How it works
READERS AND even some experts are much more familiar with The Economist McDonald’s Burger index than the more sophisticated REER. The magazine takes the prices of a standard hamburger – its Big Mac – in all the countries where it’s available and converts it into US dollars by using the current free market exchange rate. According to The
Economist, the Big Mac currently costs US$2,44 in South Africa versus $3,58 in the US and $4,62 in Europe. That suggests SA’s importers have nothing to complain about: the rand is still undervalued.
For the calculation of the real effective exchange rate, something similar is done but a bit more sophisticated. SA’s trade and services account with the rest of the world is carefully analysed, a weight is worked out for every currency and a base year fixed. Then it’s assumed a currency constantly devalues – or re-values – by the difference between its own inflation rate and the weighted inflation rate of its trading partners. The calculations are made by the SA Reserve Bank. If everyone works out properly, the REER will always stay 100.
Fluctuations over or under 100 then tell local businessmen whether our currency is over-or undervalued.

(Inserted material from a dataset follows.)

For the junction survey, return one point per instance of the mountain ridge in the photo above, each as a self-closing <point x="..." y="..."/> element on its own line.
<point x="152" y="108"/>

Exactly a year ago, at the time of the latest small bull market (if it was one), the REER stood at 90. The rand was well undervalued. Now the REER is at 114. Forget about the Big Mac: everyone in SA who produces something for export knows he’s currently receiving less. The table shows all five of the leading currencies used for the calculation of SA’s REER weakened sharply against the rand over the past year.